The yelloweye update showed a fraction of unfished spawning output of 40.1% in 2025, putting that stock just above the Council’s rebuilding target; analysts warned that different plausible longevity (natural mortality) assumptions could move the status under alternative states of nature. The widow rockfish update triggered a recommendation for supplemental review: new data and re-examination of some length/discard inputs changed the perceived productivity and led the Groundfish Subcommittee and SSC to request further analysis before final SSC advice.

A recurring theme were the limits and opportunities of available data. Presenters described exploratory work to use observer and other fishery-dependent data as indices of abundance, and they described an empirical "weighted-age" approach intended to capture variation in growth across time and space. Industry participants said local fishing hotspots and gear/market timing can create patterns that simple coastwide trends do not capture; scientists agreed spatial heterogeneity and movement are difficult to model but are being considered in planned supplemental analyses.

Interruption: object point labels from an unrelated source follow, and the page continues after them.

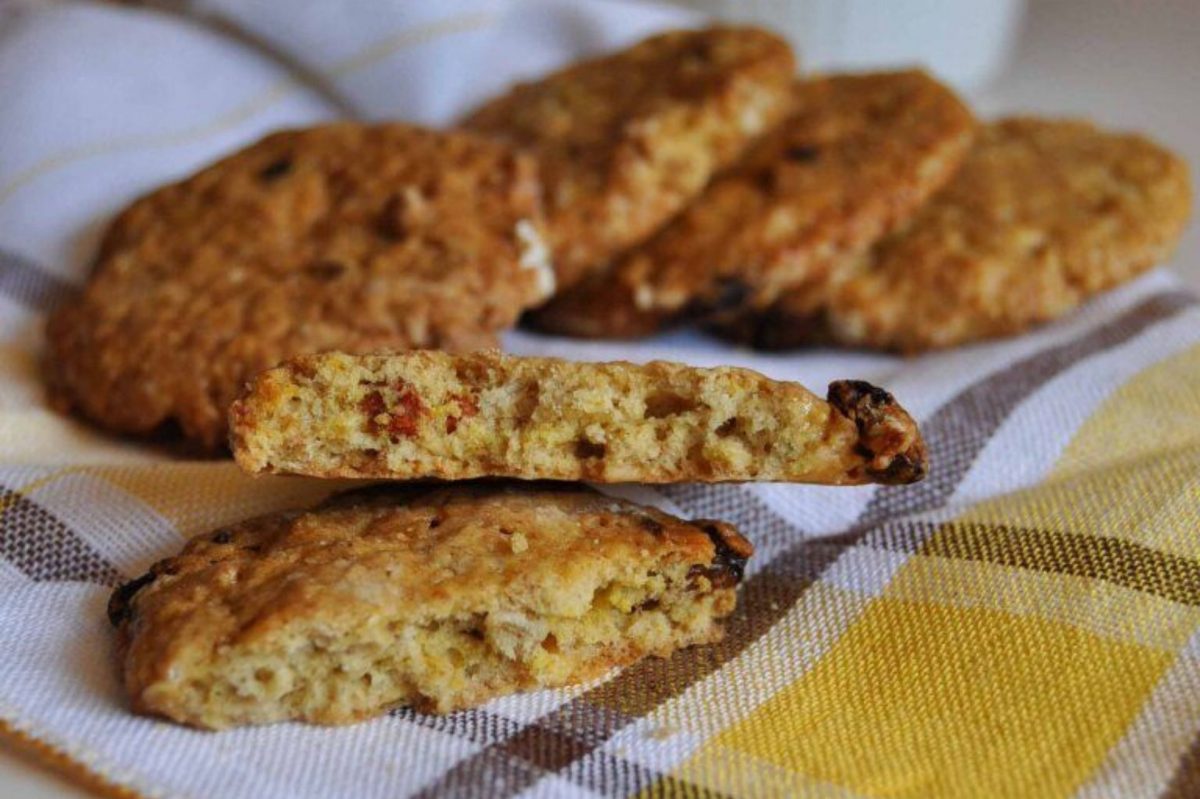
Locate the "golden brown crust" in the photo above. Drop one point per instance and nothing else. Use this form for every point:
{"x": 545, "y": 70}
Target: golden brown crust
{"x": 441, "y": 596}
{"x": 856, "y": 158}
{"x": 346, "y": 236}
{"x": 624, "y": 140}
{"x": 1043, "y": 215}
{"x": 429, "y": 414}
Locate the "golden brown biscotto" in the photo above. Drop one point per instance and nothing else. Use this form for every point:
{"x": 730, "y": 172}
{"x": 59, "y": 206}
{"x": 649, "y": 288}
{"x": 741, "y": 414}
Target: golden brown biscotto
{"x": 856, "y": 158}
{"x": 1043, "y": 215}
{"x": 433, "y": 596}
{"x": 627, "y": 139}
{"x": 345, "y": 236}
{"x": 429, "y": 414}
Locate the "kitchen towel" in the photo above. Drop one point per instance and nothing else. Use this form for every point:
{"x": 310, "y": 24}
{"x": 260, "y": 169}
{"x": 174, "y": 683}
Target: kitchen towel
{"x": 1025, "y": 622}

What happens next: the SSC and Council will consider scientific uncertainty in recommendations (including p-star choices and buffers) and the widow update will undergo a supplemental review in October followed by final SSC consideration in November. The session organizers requested feedback on communication materials ("At-a-glance" summaries and risk tables) and noted that the recorded presentation and briefing materials will be posted prior to the Council’s agenda discussion.